We now know that, when it should have been challenging Boeing, the FAA was colluding with the planemaker’s plan to minimise the apparent scale of changes brought in by the Max.
After the Lion Air crash, the organisation could have delved deep into a safety system that had proved tragically capable of applying an unstoppable force to down an aircraft. Instead, the FAA reiterated Boeing’s conviction that any pilot should have the wit to overcome a malfunctioning MCAS.

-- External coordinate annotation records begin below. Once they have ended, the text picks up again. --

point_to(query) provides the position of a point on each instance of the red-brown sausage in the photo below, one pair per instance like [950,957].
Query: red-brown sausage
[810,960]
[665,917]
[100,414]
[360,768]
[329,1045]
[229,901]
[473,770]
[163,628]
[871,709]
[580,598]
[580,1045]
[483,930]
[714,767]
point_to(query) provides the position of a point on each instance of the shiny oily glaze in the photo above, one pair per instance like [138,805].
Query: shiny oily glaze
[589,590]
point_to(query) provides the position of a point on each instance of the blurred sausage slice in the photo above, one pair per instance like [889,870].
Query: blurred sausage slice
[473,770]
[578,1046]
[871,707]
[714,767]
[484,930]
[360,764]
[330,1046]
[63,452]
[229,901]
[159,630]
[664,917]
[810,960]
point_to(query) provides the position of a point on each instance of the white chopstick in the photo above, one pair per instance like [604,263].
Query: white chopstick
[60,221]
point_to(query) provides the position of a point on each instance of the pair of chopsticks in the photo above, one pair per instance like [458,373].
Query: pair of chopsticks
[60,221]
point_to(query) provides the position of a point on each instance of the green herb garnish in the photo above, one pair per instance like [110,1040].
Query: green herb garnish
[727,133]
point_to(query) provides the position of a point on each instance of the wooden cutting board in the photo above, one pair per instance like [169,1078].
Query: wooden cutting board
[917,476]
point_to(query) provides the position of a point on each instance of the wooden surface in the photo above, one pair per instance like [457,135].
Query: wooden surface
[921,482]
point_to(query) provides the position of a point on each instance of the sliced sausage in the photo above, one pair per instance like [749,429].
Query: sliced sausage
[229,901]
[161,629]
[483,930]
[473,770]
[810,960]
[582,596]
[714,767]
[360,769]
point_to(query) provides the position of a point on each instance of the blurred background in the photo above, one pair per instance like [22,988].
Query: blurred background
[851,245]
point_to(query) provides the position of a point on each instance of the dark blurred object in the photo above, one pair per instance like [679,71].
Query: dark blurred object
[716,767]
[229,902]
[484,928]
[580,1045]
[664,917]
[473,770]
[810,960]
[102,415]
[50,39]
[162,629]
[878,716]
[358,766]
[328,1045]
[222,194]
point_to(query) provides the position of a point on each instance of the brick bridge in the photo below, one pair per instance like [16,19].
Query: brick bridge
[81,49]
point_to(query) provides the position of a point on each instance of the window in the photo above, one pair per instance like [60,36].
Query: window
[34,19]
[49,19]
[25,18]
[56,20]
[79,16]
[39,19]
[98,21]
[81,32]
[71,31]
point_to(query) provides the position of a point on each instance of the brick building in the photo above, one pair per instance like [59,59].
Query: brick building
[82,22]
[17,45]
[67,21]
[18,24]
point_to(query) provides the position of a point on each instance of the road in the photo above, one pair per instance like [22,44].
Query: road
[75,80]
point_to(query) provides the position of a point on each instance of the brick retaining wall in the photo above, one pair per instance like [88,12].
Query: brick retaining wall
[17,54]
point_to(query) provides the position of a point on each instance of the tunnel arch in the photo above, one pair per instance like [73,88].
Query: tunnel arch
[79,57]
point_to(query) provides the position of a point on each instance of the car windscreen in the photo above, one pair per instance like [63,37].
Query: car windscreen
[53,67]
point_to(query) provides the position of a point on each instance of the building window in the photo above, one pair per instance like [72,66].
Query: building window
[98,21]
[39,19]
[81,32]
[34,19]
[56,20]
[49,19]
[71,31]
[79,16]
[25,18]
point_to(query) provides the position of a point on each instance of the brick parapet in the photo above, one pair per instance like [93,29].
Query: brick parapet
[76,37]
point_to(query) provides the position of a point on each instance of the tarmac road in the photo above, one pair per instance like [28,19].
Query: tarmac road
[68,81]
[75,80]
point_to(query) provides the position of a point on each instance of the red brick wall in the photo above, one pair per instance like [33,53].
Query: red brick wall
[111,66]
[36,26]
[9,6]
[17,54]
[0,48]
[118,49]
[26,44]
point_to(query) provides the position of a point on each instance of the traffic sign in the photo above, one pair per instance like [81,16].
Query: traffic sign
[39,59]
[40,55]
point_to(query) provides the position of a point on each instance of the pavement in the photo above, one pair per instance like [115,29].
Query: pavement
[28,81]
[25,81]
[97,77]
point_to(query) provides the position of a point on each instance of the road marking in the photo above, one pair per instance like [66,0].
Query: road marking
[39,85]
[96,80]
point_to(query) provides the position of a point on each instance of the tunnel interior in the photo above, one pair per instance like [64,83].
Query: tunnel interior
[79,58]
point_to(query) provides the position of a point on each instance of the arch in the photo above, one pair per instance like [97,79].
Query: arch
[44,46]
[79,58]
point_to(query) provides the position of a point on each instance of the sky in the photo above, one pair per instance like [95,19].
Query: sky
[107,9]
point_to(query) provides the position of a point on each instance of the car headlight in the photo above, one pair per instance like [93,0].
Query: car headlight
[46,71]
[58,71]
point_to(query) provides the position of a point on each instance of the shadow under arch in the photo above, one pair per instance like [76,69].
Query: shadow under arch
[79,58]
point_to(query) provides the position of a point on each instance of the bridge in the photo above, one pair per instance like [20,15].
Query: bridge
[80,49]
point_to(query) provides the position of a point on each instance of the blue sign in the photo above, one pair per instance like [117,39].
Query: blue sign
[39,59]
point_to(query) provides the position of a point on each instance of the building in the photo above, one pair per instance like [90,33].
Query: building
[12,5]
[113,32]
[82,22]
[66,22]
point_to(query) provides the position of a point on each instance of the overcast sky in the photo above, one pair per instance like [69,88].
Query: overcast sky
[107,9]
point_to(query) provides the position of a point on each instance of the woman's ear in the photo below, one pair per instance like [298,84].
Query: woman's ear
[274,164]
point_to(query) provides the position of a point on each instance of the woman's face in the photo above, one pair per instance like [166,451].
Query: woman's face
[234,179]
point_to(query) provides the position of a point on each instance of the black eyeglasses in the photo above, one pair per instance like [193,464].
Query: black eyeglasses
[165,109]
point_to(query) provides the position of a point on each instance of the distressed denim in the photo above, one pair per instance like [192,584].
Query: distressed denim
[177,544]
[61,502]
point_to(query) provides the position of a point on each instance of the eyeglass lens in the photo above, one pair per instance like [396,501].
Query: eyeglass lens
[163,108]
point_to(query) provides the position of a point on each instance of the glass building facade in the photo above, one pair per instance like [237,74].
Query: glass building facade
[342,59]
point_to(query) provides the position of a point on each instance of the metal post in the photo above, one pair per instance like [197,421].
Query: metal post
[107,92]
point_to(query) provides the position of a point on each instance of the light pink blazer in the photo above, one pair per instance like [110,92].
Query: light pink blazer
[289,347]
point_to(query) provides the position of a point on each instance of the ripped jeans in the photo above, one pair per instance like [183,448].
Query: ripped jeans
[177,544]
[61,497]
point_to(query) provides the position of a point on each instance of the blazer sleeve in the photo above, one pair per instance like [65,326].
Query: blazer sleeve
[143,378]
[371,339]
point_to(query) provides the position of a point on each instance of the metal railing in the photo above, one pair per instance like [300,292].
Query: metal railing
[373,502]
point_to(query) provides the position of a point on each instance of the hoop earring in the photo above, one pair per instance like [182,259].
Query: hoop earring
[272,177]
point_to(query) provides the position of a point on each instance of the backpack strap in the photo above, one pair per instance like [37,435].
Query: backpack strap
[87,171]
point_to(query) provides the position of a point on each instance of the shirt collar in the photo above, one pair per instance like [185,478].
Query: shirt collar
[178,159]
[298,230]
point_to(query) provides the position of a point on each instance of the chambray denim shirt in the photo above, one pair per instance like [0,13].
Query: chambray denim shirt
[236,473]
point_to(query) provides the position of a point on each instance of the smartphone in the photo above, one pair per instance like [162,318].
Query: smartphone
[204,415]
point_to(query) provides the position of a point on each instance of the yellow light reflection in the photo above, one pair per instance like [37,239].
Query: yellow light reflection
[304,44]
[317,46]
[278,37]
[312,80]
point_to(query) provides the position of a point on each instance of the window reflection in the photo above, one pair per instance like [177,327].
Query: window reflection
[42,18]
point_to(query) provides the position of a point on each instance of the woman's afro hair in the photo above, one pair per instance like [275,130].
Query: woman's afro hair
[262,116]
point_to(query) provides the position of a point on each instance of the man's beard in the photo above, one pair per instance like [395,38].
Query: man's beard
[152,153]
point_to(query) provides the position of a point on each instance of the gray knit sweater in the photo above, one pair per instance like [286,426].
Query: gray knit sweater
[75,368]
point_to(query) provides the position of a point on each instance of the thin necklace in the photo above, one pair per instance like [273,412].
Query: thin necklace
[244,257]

With its new-found interest in every detail of the planemaker’s designs, the FAA has taken its time in giving a green light for the Max to return to the skies. It will happen in the new year. When the Boeing 737 Max flies again, the defensive layers Professor Reason described will be far more robust.
Engineers have detoxified MCAS: it will still be in the background, but in any human vs machine tussle, the flight crew will now prevail.
Those pilots will be thoroughly versed in the system, now that Boeing has reversed its “nothing to see” stance on converting from old to new 737s.
Whether the public will feel reassured remains to be seen. In June 2019, more than half the respondents to a Twitter poll by The Independent said they would not fly on a Boeing 737 Max. I am not among them: I look forward to stepping aboard the jet after safety officials have done what they were supposed to do. But making the plane safe has come at an unacceptable cost. It must never happen again.